Voluntary Discomfort is the secret cornerstone of strength. We build our whole lives around increasing comfort and avoiding discomfort, and yet by doing so we are drinking a can of Weakness Tonic with every morning’s breakfast. ~Mr. Money Mustache 5K PR: 23:40 10K PR: 48:57 HM PR: 1:59:37 30K: 2:57:44
yes I was shocked when I saw the fat thing was over 75% I guess I need to stick to chicken and fish.
9/15/12 10:43 P
I totally agree with Unident. There must be something you're eating that is sucking up your fat allowance.
I eat meat every day. Seafood, steak, chicken, pork, a chicken/pork sausage blend, eggs, cheese, etc., and I am always still below or in the low end of my fat allowance. The only time I ever have a higher fat day is when I eat walnuts or almonds.

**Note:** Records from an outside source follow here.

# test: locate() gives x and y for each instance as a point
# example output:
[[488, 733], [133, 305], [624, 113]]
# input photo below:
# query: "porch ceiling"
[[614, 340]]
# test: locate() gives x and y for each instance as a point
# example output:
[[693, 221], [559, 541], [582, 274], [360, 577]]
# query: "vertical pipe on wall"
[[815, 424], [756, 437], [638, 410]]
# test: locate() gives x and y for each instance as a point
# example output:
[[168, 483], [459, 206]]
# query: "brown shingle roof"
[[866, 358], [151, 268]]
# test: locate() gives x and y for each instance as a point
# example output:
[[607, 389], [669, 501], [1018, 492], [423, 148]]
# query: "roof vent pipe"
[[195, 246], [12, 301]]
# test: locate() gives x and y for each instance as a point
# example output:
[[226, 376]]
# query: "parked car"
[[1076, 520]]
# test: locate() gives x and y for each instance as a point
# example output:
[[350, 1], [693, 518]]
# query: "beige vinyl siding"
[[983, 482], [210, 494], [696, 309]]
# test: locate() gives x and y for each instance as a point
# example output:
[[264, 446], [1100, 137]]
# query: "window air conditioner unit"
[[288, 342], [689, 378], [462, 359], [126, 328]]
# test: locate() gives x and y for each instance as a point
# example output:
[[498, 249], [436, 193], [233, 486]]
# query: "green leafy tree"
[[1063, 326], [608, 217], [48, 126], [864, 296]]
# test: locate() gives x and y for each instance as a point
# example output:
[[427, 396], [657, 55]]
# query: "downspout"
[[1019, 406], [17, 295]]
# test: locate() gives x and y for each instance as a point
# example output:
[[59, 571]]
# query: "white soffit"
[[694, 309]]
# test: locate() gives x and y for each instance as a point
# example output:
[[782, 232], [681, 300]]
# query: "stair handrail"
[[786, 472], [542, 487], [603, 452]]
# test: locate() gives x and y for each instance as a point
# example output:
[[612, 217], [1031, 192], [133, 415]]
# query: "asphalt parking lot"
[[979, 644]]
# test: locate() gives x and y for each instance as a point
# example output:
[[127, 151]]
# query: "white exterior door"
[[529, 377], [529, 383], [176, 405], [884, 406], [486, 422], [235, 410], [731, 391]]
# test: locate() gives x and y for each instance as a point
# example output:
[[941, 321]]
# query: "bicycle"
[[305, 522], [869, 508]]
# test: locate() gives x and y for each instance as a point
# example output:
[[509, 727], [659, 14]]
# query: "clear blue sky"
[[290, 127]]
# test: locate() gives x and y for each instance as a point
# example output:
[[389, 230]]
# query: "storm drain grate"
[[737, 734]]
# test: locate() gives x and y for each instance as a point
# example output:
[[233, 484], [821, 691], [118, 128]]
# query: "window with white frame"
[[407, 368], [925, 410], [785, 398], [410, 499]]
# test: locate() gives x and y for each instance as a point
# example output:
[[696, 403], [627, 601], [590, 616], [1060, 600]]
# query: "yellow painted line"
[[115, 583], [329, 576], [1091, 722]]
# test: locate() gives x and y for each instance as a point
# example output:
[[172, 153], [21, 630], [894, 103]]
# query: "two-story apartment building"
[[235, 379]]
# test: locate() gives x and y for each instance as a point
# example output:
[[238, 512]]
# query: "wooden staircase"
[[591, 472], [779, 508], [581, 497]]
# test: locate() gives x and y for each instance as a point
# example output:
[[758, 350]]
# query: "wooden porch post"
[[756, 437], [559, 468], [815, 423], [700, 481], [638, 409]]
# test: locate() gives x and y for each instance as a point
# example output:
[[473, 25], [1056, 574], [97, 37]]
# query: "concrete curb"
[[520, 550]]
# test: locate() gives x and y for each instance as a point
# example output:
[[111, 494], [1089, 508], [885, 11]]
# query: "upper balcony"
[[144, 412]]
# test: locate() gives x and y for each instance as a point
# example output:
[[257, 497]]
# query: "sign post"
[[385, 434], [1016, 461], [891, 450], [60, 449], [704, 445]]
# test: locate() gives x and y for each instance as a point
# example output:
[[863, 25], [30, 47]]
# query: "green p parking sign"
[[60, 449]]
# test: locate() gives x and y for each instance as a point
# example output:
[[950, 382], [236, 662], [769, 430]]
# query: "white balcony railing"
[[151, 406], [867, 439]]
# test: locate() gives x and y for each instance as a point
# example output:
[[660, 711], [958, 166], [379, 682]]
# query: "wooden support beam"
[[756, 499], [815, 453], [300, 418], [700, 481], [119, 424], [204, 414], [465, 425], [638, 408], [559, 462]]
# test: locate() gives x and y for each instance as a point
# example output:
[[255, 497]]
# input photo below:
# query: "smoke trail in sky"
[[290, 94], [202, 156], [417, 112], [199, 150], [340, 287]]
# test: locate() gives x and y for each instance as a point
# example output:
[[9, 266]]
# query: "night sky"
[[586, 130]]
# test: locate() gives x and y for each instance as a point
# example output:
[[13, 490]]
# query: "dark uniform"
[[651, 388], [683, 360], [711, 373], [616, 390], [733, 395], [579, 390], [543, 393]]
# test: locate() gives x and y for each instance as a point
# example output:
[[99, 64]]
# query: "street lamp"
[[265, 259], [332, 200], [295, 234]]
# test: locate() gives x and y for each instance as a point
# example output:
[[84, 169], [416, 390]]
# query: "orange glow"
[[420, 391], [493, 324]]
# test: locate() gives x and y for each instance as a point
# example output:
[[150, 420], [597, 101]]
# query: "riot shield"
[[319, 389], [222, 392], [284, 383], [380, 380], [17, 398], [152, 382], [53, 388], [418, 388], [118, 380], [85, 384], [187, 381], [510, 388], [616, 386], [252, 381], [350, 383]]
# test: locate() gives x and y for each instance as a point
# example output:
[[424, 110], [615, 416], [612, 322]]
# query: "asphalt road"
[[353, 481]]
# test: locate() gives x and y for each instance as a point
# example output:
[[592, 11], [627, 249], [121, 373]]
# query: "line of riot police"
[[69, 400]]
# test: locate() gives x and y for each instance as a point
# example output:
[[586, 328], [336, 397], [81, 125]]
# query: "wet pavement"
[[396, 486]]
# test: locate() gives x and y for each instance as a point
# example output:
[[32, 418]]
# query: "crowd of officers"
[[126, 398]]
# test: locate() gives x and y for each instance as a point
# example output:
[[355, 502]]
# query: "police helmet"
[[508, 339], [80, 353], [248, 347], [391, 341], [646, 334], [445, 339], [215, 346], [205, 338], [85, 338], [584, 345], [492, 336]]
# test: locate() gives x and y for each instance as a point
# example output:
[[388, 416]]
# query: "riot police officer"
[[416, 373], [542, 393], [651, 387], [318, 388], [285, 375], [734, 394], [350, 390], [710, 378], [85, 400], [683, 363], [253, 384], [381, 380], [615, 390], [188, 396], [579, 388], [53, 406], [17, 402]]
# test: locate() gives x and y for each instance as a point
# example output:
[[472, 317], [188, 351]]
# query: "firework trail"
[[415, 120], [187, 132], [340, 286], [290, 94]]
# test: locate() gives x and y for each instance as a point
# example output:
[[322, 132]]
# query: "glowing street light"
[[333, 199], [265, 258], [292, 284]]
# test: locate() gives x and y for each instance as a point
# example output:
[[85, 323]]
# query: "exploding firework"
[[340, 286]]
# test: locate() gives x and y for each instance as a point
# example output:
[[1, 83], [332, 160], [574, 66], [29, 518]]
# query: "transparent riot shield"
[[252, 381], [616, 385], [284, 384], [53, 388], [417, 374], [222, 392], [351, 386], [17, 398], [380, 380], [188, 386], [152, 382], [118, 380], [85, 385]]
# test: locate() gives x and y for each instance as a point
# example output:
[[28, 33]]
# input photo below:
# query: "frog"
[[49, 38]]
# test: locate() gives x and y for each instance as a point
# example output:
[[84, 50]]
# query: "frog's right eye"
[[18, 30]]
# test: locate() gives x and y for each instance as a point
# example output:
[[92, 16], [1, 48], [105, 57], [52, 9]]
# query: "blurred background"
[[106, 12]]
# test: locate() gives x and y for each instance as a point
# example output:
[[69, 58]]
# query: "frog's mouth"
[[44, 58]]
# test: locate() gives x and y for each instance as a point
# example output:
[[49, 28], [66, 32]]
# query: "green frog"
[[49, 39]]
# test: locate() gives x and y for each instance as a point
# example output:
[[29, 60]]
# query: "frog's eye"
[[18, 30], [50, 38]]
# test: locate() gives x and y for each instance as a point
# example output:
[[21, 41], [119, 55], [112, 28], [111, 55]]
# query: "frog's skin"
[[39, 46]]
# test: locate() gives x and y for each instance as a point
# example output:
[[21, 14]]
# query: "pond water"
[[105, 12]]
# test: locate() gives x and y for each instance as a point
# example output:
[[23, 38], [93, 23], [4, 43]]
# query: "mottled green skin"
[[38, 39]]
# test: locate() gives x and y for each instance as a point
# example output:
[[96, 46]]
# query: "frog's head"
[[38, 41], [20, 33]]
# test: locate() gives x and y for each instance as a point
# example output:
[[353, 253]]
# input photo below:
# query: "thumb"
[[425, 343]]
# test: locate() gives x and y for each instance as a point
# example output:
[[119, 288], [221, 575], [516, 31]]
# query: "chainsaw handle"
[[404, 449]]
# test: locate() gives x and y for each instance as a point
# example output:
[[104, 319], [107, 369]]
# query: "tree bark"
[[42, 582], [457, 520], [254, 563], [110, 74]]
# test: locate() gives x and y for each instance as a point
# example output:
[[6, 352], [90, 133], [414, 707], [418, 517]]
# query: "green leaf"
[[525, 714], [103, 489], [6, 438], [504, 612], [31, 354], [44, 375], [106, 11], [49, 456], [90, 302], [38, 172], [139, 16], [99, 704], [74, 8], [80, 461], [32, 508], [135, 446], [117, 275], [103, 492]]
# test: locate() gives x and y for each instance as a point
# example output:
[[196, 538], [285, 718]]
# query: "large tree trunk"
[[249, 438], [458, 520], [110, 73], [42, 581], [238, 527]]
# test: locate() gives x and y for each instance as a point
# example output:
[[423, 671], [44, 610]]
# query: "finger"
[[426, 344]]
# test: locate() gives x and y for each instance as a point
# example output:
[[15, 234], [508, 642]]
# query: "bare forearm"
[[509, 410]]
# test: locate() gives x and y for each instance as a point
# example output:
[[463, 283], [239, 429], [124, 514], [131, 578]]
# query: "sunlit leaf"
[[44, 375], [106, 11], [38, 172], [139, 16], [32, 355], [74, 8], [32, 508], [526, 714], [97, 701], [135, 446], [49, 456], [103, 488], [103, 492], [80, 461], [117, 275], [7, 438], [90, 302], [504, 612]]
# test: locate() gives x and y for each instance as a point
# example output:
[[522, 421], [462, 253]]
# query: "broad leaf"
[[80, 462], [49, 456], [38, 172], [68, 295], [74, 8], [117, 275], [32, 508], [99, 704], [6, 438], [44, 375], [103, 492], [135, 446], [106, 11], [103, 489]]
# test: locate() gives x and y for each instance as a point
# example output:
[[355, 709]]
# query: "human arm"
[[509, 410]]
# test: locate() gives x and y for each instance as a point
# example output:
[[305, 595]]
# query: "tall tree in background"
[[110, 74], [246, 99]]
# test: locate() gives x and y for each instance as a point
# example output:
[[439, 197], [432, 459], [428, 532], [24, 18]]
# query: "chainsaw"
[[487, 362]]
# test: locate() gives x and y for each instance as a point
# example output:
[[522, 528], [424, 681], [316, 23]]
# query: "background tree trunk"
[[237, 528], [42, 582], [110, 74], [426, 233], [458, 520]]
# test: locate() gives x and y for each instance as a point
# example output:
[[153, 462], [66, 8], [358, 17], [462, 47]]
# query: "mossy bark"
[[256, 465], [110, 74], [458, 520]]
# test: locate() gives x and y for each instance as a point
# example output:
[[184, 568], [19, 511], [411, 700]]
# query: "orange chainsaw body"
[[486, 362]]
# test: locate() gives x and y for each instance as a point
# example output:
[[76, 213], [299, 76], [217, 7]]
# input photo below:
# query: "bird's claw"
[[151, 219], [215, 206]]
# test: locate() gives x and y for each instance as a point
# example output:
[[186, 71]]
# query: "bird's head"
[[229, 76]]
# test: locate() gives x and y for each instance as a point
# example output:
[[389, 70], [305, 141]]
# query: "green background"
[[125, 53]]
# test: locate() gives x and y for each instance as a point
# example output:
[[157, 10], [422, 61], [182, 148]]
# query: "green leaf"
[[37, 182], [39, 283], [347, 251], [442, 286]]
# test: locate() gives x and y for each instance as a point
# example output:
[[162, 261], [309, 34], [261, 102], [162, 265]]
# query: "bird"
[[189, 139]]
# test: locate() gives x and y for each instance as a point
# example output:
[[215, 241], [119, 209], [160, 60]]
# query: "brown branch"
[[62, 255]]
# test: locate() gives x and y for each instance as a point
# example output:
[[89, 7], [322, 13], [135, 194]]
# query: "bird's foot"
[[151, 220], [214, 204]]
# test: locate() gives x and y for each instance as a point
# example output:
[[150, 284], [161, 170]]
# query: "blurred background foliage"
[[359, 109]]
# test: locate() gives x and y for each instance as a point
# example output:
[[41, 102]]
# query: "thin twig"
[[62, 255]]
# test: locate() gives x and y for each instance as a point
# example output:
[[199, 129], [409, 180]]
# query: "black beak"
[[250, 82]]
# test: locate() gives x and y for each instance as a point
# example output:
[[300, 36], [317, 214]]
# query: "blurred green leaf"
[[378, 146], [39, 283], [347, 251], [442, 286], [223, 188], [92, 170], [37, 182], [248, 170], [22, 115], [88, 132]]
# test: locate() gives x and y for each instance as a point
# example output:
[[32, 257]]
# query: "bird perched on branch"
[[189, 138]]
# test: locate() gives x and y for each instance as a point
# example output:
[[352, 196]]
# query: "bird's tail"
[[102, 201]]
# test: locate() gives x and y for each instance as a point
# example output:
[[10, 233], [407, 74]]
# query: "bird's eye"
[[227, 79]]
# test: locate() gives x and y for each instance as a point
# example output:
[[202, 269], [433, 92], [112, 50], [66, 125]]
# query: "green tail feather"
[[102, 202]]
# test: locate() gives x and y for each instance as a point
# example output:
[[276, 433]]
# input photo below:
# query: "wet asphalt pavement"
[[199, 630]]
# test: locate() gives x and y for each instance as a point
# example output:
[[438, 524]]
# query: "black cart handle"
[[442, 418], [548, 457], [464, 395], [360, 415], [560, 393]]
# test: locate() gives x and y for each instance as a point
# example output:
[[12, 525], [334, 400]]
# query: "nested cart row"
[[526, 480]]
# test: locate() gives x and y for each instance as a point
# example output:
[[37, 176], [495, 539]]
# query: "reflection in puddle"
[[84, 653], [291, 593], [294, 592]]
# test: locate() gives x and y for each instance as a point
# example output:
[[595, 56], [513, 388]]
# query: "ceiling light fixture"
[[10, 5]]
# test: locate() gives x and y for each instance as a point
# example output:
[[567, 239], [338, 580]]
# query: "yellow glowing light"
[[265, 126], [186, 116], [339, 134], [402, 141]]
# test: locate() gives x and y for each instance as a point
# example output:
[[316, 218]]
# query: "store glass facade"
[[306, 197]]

I agree that you shouldn't be looking for a fat free protein. Look at your tracker and see where the majority of your fat is coming from, and that is what you should be cutting back on. It will allow you more fat (and calories I'm sure) to eat some animal protein or other sources of protein. I also eat Quest protein bars which are delicious, and they all have 20g of protein, so that can be a good addition if you're struggling to meet your goals.
Beans and legumes are a great low-fat protein source.
However, if you're having difficulty adding animal based protein without exceeding fat, then there's something else in your tracker that's sucking up all your fat allowance. What are you using that you can cut back on, or cut out, to score back a few fat grams?
Don't look for "fat-free protein" ... find out why you don't have enough fat grams left by reducing your fat from other sources. Then you'll have room for the fat that naturally comes with animal protein sources.
Deb, in New Zealand
Fitness Minutes: (212)
9/15/12 8:07 P
How do you all get protein without adding fat? That seems to be the one area on my Nutrition report that I'm consistently not meeting. I need some ideas. Please?